Safety Third.
No, I don’t mean Blastolene, (Though I do love those folks) I’m talking about the nature of Industrial safety. This comes to mind because most of my safety certifications have expired or are going to expire soon and I am taking my refreshers (And boy are there a bunch of them).
This is what I’m talking about:
Look, the safety training is important, like all training, because you have to know what to do when the moment occurs. You should know how to shoot if you have to, you should know how to use a blowout kit, (and you should HAVE ONE), you should be able to deal with the acids and caustics you can come into contact with, and you should be prepared for the worst.
but like Mike says, just because you’re in compliance doesn’t mean you’re out of danger. Your safety is on YOU.

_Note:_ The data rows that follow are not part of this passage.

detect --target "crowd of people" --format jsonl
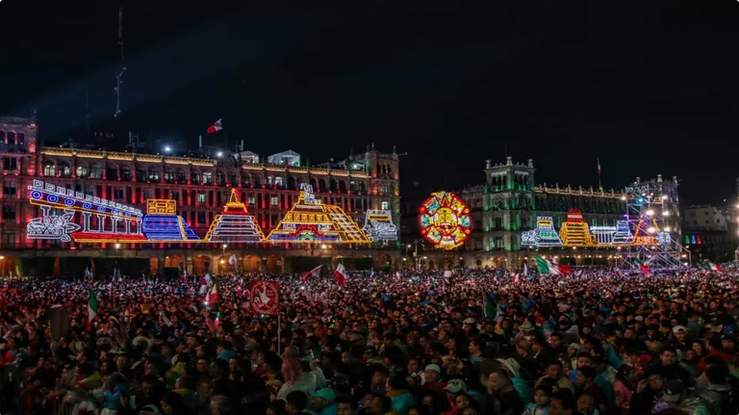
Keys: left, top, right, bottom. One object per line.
{"left": 0, "top": 265, "right": 737, "bottom": 415}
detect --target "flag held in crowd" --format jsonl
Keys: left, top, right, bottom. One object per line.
{"left": 301, "top": 264, "right": 323, "bottom": 282}
{"left": 250, "top": 280, "right": 279, "bottom": 315}
{"left": 87, "top": 289, "right": 98, "bottom": 323}
{"left": 334, "top": 263, "right": 348, "bottom": 285}
{"left": 535, "top": 256, "right": 571, "bottom": 275}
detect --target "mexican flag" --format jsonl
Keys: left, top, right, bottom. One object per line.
{"left": 87, "top": 289, "right": 99, "bottom": 323}
{"left": 334, "top": 263, "right": 348, "bottom": 285}
{"left": 301, "top": 265, "right": 322, "bottom": 282}
{"left": 708, "top": 262, "right": 722, "bottom": 272}
{"left": 535, "top": 256, "right": 571, "bottom": 275}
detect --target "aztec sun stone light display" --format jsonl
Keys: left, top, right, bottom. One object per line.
{"left": 418, "top": 191, "right": 472, "bottom": 250}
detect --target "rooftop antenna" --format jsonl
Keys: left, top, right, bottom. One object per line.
{"left": 113, "top": 6, "right": 127, "bottom": 118}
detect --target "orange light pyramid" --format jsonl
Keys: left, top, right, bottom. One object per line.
{"left": 204, "top": 189, "right": 265, "bottom": 243}
{"left": 559, "top": 208, "right": 594, "bottom": 247}
{"left": 266, "top": 184, "right": 371, "bottom": 244}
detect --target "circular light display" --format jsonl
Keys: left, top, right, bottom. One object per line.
{"left": 418, "top": 191, "right": 472, "bottom": 250}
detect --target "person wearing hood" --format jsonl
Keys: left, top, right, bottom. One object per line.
{"left": 385, "top": 375, "right": 415, "bottom": 415}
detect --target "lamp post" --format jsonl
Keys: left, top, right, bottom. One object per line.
{"left": 406, "top": 240, "right": 423, "bottom": 271}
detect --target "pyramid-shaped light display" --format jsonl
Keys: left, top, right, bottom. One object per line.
{"left": 266, "top": 184, "right": 371, "bottom": 243}
{"left": 204, "top": 189, "right": 265, "bottom": 243}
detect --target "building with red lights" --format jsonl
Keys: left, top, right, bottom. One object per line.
{"left": 0, "top": 116, "right": 400, "bottom": 276}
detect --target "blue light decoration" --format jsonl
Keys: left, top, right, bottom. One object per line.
{"left": 27, "top": 179, "right": 147, "bottom": 243}
{"left": 611, "top": 220, "right": 634, "bottom": 245}
{"left": 26, "top": 207, "right": 81, "bottom": 242}
{"left": 142, "top": 199, "right": 200, "bottom": 241}
{"left": 520, "top": 216, "right": 563, "bottom": 248}
{"left": 362, "top": 209, "right": 399, "bottom": 242}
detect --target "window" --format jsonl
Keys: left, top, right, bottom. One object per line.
{"left": 267, "top": 176, "right": 274, "bottom": 186}
{"left": 248, "top": 196, "right": 256, "bottom": 206}
{"left": 197, "top": 211, "right": 206, "bottom": 224}
{"left": 171, "top": 191, "right": 179, "bottom": 202}
{"left": 270, "top": 196, "right": 279, "bottom": 207}
{"left": 381, "top": 200, "right": 389, "bottom": 210}
{"left": 164, "top": 170, "right": 175, "bottom": 183}
{"left": 113, "top": 188, "right": 124, "bottom": 200}
{"left": 89, "top": 165, "right": 102, "bottom": 179}
{"left": 2, "top": 206, "right": 15, "bottom": 220}
{"left": 121, "top": 168, "right": 132, "bottom": 181}
{"left": 59, "top": 164, "right": 72, "bottom": 177}
{"left": 2, "top": 158, "right": 17, "bottom": 171}
{"left": 43, "top": 163, "right": 56, "bottom": 177}
{"left": 107, "top": 167, "right": 118, "bottom": 180}
{"left": 16, "top": 133, "right": 24, "bottom": 146}
{"left": 147, "top": 168, "right": 160, "bottom": 182}
{"left": 197, "top": 193, "right": 207, "bottom": 204}
{"left": 3, "top": 232, "right": 15, "bottom": 248}
{"left": 202, "top": 172, "right": 213, "bottom": 185}
{"left": 274, "top": 177, "right": 283, "bottom": 187}
{"left": 76, "top": 165, "right": 88, "bottom": 177}
{"left": 3, "top": 183, "right": 16, "bottom": 197}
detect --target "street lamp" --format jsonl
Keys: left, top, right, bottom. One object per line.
{"left": 216, "top": 150, "right": 224, "bottom": 158}
{"left": 163, "top": 145, "right": 172, "bottom": 154}
{"left": 114, "top": 243, "right": 121, "bottom": 249}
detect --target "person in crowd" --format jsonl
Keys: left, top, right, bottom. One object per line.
{"left": 0, "top": 266, "right": 736, "bottom": 415}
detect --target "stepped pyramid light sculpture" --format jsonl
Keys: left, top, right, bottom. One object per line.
{"left": 363, "top": 209, "right": 399, "bottom": 241}
{"left": 559, "top": 208, "right": 594, "bottom": 247}
{"left": 204, "top": 189, "right": 265, "bottom": 243}
{"left": 611, "top": 220, "right": 634, "bottom": 245}
{"left": 267, "top": 184, "right": 371, "bottom": 243}
{"left": 143, "top": 199, "right": 200, "bottom": 241}
{"left": 534, "top": 216, "right": 563, "bottom": 247}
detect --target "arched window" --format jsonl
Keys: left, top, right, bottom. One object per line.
{"left": 6, "top": 132, "right": 15, "bottom": 145}
{"left": 89, "top": 165, "right": 102, "bottom": 179}
{"left": 59, "top": 162, "right": 72, "bottom": 177}
{"left": 0, "top": 131, "right": 5, "bottom": 144}
{"left": 43, "top": 162, "right": 56, "bottom": 177}
{"left": 76, "top": 165, "right": 89, "bottom": 178}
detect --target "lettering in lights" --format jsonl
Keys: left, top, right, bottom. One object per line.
{"left": 418, "top": 191, "right": 472, "bottom": 250}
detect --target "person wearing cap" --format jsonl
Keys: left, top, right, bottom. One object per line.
{"left": 421, "top": 364, "right": 446, "bottom": 393}
{"left": 309, "top": 387, "right": 338, "bottom": 415}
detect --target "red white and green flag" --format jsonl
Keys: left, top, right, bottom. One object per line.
{"left": 708, "top": 262, "right": 722, "bottom": 272}
{"left": 535, "top": 256, "right": 571, "bottom": 275}
{"left": 87, "top": 289, "right": 99, "bottom": 323}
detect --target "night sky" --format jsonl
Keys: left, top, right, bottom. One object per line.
{"left": 1, "top": 0, "right": 737, "bottom": 203}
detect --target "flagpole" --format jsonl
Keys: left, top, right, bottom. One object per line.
{"left": 277, "top": 313, "right": 281, "bottom": 356}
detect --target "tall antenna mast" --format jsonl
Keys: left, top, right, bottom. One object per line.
{"left": 113, "top": 6, "right": 127, "bottom": 118}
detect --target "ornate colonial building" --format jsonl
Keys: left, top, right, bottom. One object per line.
{"left": 457, "top": 157, "right": 680, "bottom": 269}
{"left": 0, "top": 116, "right": 400, "bottom": 276}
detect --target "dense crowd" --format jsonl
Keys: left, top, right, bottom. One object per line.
{"left": 0, "top": 266, "right": 738, "bottom": 415}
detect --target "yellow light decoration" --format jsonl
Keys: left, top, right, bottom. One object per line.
{"left": 559, "top": 209, "right": 594, "bottom": 247}
{"left": 418, "top": 191, "right": 472, "bottom": 250}
{"left": 266, "top": 185, "right": 371, "bottom": 243}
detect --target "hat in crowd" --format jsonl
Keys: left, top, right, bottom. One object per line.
{"left": 425, "top": 364, "right": 441, "bottom": 373}
{"left": 445, "top": 379, "right": 467, "bottom": 394}
{"left": 463, "top": 318, "right": 476, "bottom": 325}
{"left": 311, "top": 388, "right": 336, "bottom": 404}
{"left": 634, "top": 315, "right": 644, "bottom": 322}
{"left": 519, "top": 320, "right": 534, "bottom": 332}
{"left": 496, "top": 358, "right": 520, "bottom": 378}
{"left": 672, "top": 325, "right": 687, "bottom": 334}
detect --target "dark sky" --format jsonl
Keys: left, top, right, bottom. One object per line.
{"left": 1, "top": 0, "right": 737, "bottom": 204}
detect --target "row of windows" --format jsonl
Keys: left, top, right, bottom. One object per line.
{"left": 41, "top": 164, "right": 379, "bottom": 194}
{"left": 0, "top": 131, "right": 26, "bottom": 146}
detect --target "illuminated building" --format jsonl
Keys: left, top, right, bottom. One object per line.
{"left": 0, "top": 116, "right": 400, "bottom": 275}
{"left": 457, "top": 157, "right": 680, "bottom": 268}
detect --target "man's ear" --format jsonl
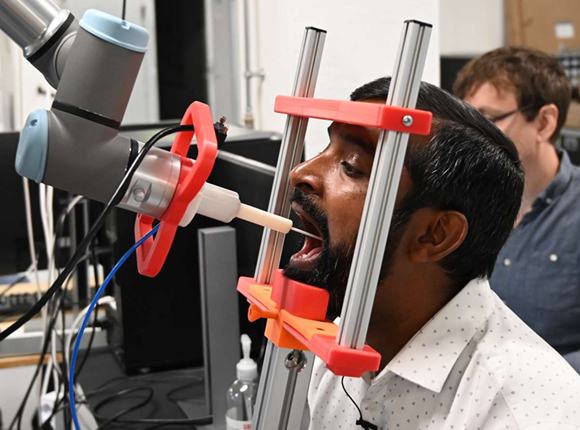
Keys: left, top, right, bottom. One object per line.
{"left": 535, "top": 104, "right": 559, "bottom": 143}
{"left": 407, "top": 209, "right": 468, "bottom": 263}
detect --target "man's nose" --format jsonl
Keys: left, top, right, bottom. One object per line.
{"left": 290, "top": 156, "right": 324, "bottom": 196}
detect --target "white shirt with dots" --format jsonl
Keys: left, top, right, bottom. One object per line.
{"left": 307, "top": 278, "right": 580, "bottom": 429}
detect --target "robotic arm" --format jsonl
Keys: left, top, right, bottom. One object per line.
{"left": 0, "top": 0, "right": 296, "bottom": 277}
{"left": 1, "top": 0, "right": 173, "bottom": 213}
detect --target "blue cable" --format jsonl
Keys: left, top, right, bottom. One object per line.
{"left": 69, "top": 224, "right": 160, "bottom": 430}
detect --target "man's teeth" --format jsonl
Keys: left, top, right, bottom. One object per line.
{"left": 298, "top": 247, "right": 321, "bottom": 259}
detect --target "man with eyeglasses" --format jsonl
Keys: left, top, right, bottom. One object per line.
{"left": 454, "top": 47, "right": 580, "bottom": 372}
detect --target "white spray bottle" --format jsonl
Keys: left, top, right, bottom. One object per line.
{"left": 226, "top": 334, "right": 258, "bottom": 429}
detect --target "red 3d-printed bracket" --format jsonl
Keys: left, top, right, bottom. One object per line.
{"left": 238, "top": 271, "right": 381, "bottom": 378}
{"left": 274, "top": 96, "right": 433, "bottom": 134}
{"left": 134, "top": 102, "right": 218, "bottom": 277}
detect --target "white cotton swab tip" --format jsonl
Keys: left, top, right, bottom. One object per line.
{"left": 290, "top": 227, "right": 322, "bottom": 241}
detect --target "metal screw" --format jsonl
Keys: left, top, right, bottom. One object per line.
{"left": 402, "top": 115, "right": 413, "bottom": 127}
{"left": 284, "top": 350, "right": 306, "bottom": 372}
{"left": 132, "top": 188, "right": 146, "bottom": 202}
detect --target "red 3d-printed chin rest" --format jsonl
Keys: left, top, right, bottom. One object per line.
{"left": 238, "top": 271, "right": 381, "bottom": 378}
{"left": 134, "top": 102, "right": 218, "bottom": 277}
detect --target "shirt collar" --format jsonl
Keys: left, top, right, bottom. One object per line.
{"left": 536, "top": 151, "right": 573, "bottom": 204}
{"left": 377, "top": 278, "right": 495, "bottom": 393}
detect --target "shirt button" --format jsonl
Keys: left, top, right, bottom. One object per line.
{"left": 550, "top": 254, "right": 558, "bottom": 262}
{"left": 546, "top": 197, "right": 553, "bottom": 204}
{"left": 504, "top": 258, "right": 512, "bottom": 267}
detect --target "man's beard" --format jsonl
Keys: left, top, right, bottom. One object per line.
{"left": 283, "top": 189, "right": 416, "bottom": 319}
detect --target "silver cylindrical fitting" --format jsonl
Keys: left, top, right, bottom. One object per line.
{"left": 117, "top": 147, "right": 181, "bottom": 219}
{"left": 0, "top": 0, "right": 67, "bottom": 57}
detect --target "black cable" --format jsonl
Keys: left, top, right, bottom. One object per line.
{"left": 8, "top": 123, "right": 204, "bottom": 429}
{"left": 46, "top": 195, "right": 85, "bottom": 430}
{"left": 40, "top": 290, "right": 69, "bottom": 429}
{"left": 74, "top": 302, "right": 98, "bottom": 379}
{"left": 8, "top": 122, "right": 225, "bottom": 429}
{"left": 90, "top": 380, "right": 210, "bottom": 429}
{"left": 0, "top": 124, "right": 195, "bottom": 343}
{"left": 59, "top": 291, "right": 71, "bottom": 430}
{"left": 84, "top": 373, "right": 203, "bottom": 401}
{"left": 165, "top": 381, "right": 203, "bottom": 405}
{"left": 341, "top": 377, "right": 378, "bottom": 430}
{"left": 74, "top": 235, "right": 101, "bottom": 379}
{"left": 9, "top": 287, "right": 68, "bottom": 430}
{"left": 15, "top": 289, "right": 65, "bottom": 430}
{"left": 85, "top": 376, "right": 134, "bottom": 396}
{"left": 122, "top": 0, "right": 127, "bottom": 20}
{"left": 57, "top": 200, "right": 73, "bottom": 429}
{"left": 5, "top": 202, "right": 74, "bottom": 430}
{"left": 94, "top": 386, "right": 154, "bottom": 430}
{"left": 40, "top": 398, "right": 88, "bottom": 430}
{"left": 114, "top": 416, "right": 211, "bottom": 426}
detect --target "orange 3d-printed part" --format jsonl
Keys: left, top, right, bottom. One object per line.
{"left": 238, "top": 271, "right": 381, "bottom": 378}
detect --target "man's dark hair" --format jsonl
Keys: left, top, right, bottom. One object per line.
{"left": 351, "top": 78, "right": 524, "bottom": 286}
{"left": 453, "top": 47, "right": 571, "bottom": 143}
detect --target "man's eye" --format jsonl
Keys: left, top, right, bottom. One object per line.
{"left": 340, "top": 161, "right": 360, "bottom": 176}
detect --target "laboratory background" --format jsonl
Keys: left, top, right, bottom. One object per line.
{"left": 0, "top": 1, "right": 579, "bottom": 430}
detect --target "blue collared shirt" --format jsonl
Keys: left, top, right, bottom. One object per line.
{"left": 490, "top": 151, "right": 580, "bottom": 372}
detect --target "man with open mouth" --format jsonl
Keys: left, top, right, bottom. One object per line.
{"left": 282, "top": 78, "right": 580, "bottom": 430}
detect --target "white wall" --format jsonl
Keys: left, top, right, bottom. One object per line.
{"left": 0, "top": 36, "right": 52, "bottom": 131}
{"left": 0, "top": 34, "right": 20, "bottom": 131}
{"left": 241, "top": 0, "right": 441, "bottom": 158}
{"left": 439, "top": 0, "right": 504, "bottom": 56}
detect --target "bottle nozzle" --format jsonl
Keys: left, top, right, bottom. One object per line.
{"left": 241, "top": 334, "right": 252, "bottom": 360}
{"left": 237, "top": 334, "right": 258, "bottom": 380}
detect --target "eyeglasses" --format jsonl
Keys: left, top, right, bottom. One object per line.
{"left": 487, "top": 105, "right": 535, "bottom": 123}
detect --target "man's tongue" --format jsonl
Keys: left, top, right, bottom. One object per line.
{"left": 291, "top": 234, "right": 323, "bottom": 269}
{"left": 289, "top": 213, "right": 324, "bottom": 268}
{"left": 304, "top": 246, "right": 321, "bottom": 258}
{"left": 295, "top": 237, "right": 322, "bottom": 257}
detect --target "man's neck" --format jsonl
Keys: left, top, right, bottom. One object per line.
{"left": 366, "top": 269, "right": 458, "bottom": 372}
{"left": 519, "top": 143, "right": 560, "bottom": 219}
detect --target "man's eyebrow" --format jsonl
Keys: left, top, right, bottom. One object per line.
{"left": 339, "top": 131, "right": 375, "bottom": 155}
{"left": 328, "top": 124, "right": 374, "bottom": 154}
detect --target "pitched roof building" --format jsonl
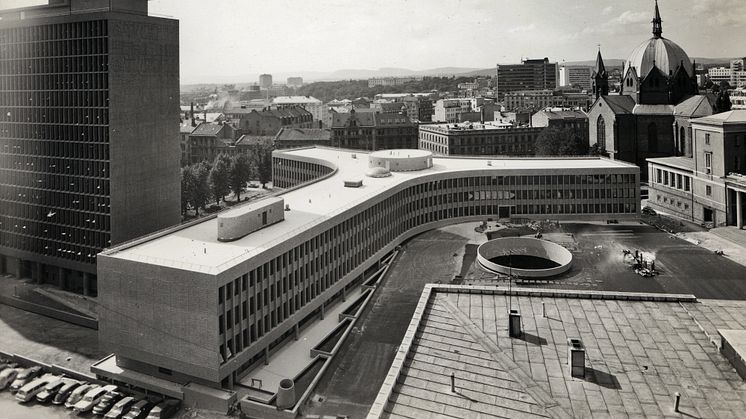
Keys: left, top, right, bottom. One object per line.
{"left": 329, "top": 109, "right": 417, "bottom": 150}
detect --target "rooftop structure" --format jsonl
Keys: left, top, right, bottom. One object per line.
{"left": 369, "top": 285, "right": 746, "bottom": 418}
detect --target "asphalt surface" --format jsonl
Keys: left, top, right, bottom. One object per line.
{"left": 304, "top": 221, "right": 746, "bottom": 418}
{"left": 303, "top": 228, "right": 468, "bottom": 418}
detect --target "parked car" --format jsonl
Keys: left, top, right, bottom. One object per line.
{"left": 146, "top": 400, "right": 180, "bottom": 419}
{"left": 15, "top": 375, "right": 54, "bottom": 403}
{"left": 0, "top": 368, "right": 21, "bottom": 390}
{"left": 52, "top": 379, "right": 82, "bottom": 405}
{"left": 74, "top": 384, "right": 117, "bottom": 414}
{"left": 93, "top": 390, "right": 124, "bottom": 416}
{"left": 9, "top": 366, "right": 42, "bottom": 393}
{"left": 0, "top": 360, "right": 18, "bottom": 372}
{"left": 36, "top": 377, "right": 68, "bottom": 403}
{"left": 123, "top": 399, "right": 154, "bottom": 419}
{"left": 104, "top": 396, "right": 137, "bottom": 419}
{"left": 66, "top": 383, "right": 99, "bottom": 408}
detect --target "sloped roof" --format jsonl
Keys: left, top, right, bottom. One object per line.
{"left": 674, "top": 94, "right": 716, "bottom": 117}
{"left": 191, "top": 122, "right": 225, "bottom": 137}
{"left": 691, "top": 110, "right": 746, "bottom": 126}
{"left": 235, "top": 135, "right": 274, "bottom": 146}
{"left": 535, "top": 109, "right": 588, "bottom": 120}
{"left": 272, "top": 96, "right": 321, "bottom": 105}
{"left": 632, "top": 104, "right": 675, "bottom": 115}
{"left": 600, "top": 95, "right": 636, "bottom": 114}
{"left": 331, "top": 109, "right": 376, "bottom": 127}
{"left": 275, "top": 128, "right": 331, "bottom": 142}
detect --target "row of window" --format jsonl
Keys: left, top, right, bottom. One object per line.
{"left": 0, "top": 90, "right": 109, "bottom": 108}
{"left": 218, "top": 159, "right": 639, "bottom": 365}
{"left": 272, "top": 158, "right": 334, "bottom": 188}
{"left": 419, "top": 131, "right": 537, "bottom": 146}
{"left": 1, "top": 185, "right": 110, "bottom": 214}
{"left": 0, "top": 155, "right": 109, "bottom": 178}
{"left": 0, "top": 225, "right": 105, "bottom": 263}
{"left": 1, "top": 139, "right": 110, "bottom": 159}
{"left": 653, "top": 168, "right": 691, "bottom": 192}
{"left": 0, "top": 20, "right": 107, "bottom": 45}
{"left": 1, "top": 124, "right": 109, "bottom": 143}
{"left": 656, "top": 194, "right": 690, "bottom": 211}
{"left": 0, "top": 73, "right": 109, "bottom": 91}
{"left": 2, "top": 106, "right": 108, "bottom": 125}
{"left": 0, "top": 169, "right": 110, "bottom": 195}
{"left": 0, "top": 54, "right": 108, "bottom": 75}
{"left": 1, "top": 201, "right": 110, "bottom": 231}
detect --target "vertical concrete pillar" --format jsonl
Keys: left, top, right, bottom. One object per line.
{"left": 83, "top": 272, "right": 91, "bottom": 297}
{"left": 58, "top": 267, "right": 66, "bottom": 290}
{"left": 342, "top": 286, "right": 347, "bottom": 302}
{"left": 320, "top": 302, "right": 325, "bottom": 320}
{"left": 263, "top": 347, "right": 269, "bottom": 366}
{"left": 33, "top": 262, "right": 41, "bottom": 283}
{"left": 737, "top": 191, "right": 743, "bottom": 229}
{"left": 16, "top": 259, "right": 23, "bottom": 279}
{"left": 294, "top": 323, "right": 299, "bottom": 341}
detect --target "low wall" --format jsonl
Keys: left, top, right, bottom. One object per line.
{"left": 477, "top": 237, "right": 573, "bottom": 278}
{"left": 0, "top": 295, "right": 97, "bottom": 329}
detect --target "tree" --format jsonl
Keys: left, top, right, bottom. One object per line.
{"left": 193, "top": 162, "right": 212, "bottom": 212}
{"left": 180, "top": 166, "right": 197, "bottom": 215}
{"left": 229, "top": 154, "right": 251, "bottom": 201}
{"left": 716, "top": 87, "right": 732, "bottom": 113}
{"left": 250, "top": 140, "right": 274, "bottom": 188}
{"left": 588, "top": 142, "right": 607, "bottom": 156}
{"left": 534, "top": 126, "right": 589, "bottom": 156}
{"left": 209, "top": 154, "right": 231, "bottom": 205}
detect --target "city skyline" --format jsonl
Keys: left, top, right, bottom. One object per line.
{"left": 143, "top": 0, "right": 746, "bottom": 84}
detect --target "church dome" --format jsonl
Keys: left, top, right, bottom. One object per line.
{"left": 625, "top": 37, "right": 692, "bottom": 79}
{"left": 624, "top": 0, "right": 692, "bottom": 79}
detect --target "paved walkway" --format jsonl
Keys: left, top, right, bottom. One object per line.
{"left": 679, "top": 226, "right": 746, "bottom": 268}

I hear the “safety first” message all the time in the Army. My reply is, “then stay home”. Some activities are inherently less safe than not doing them. Wisdom teaches to weigh the risk against a potential benefit.
My employer touts the safety first message. Management’s heads explode when I tell them that it’s really not.
I ask, if the choice is between safety and production – what do you choose?
If safety really was the first priority – we wouldn’t even leave the lunch room. Every other activity is less safe than doing that.
Of course, since a guy had a reportable injury claim last year when a wall clock in the lunch room fell and injured him, I guess even sitting in the lunch room isn’t all that safe.
bubble wrap. Everything.
Read Piper’s “Day of the Moron”.
Safety is an illusion. Best you can do it try to not do dumb things.
You know, I may have to make a post for the first time in months. This has me fired up. I see Rowe’s interview and agree with him on the need for one to be responsible for one’s safety, regardless of any “compliance.” OSHA amuses the heck out of me, and the only way to comply with some of their ideas is to go home. But I see a lot of people with the idea “just do it, living is a risk” who seldom are in the danger zone, but say some mythical time in the past before they got to be manager, they did it and came out fine. I’ve driven home in the past so drunk I covered one eye to see just one road, but damned if I recommend it to someone, much less make someone under me do it under pain of termination. If the above sounds like gibberish, it’s distilling 30+ years of work experience into a one paragraph comment.
There are ways to mitigate risks, and there are acceptable risks.
Way back before I came along my Dad worked in a shipyard. Since he had no fear of heights, he did a lot of the high-up stuff. He was working on top of a mast one day and it came time for lunch. He had 1/2 hour for lunch, and it would have taken him a few minutes to climb down the ladder, so by prior arrangement the crane operator swung the hook over to him, he climbed onto the ball, and the crane dropped him to the deck. There happened to be an OSHA inspector there who saw this and had a fit, but that didn’t stop Dad from doing it.
Then there was the time he was red-leading the lifeboat davits. He picked up the bucket of red lead and the handle snapped, dropping a five-gallon bucket over the side where it hit a (thankfully unoccupied) scaffold board, sprung up and sprayed all over the (freshly painted) hull. That coulda been bad had there been someone on the scaffold.
Safety is, or should always be, on your mind, but not necessarily at the front.
Og, most folks reading your blog probably do/have done potentially deadly things at work. Cabinetmaking, USN service, electronics tech, running a jackhammer/tractor/lathe, shooting, a lot of the things I’ve done could have got me killed, if I’d been stupid.
I remember teaching my Mom to shoot after Dad died. She looked at one of my revolvers & asked where the safety was. I explained the nature of a revolver, & told her that with a revolver or any other weapon, the most important safety is between one’s ears.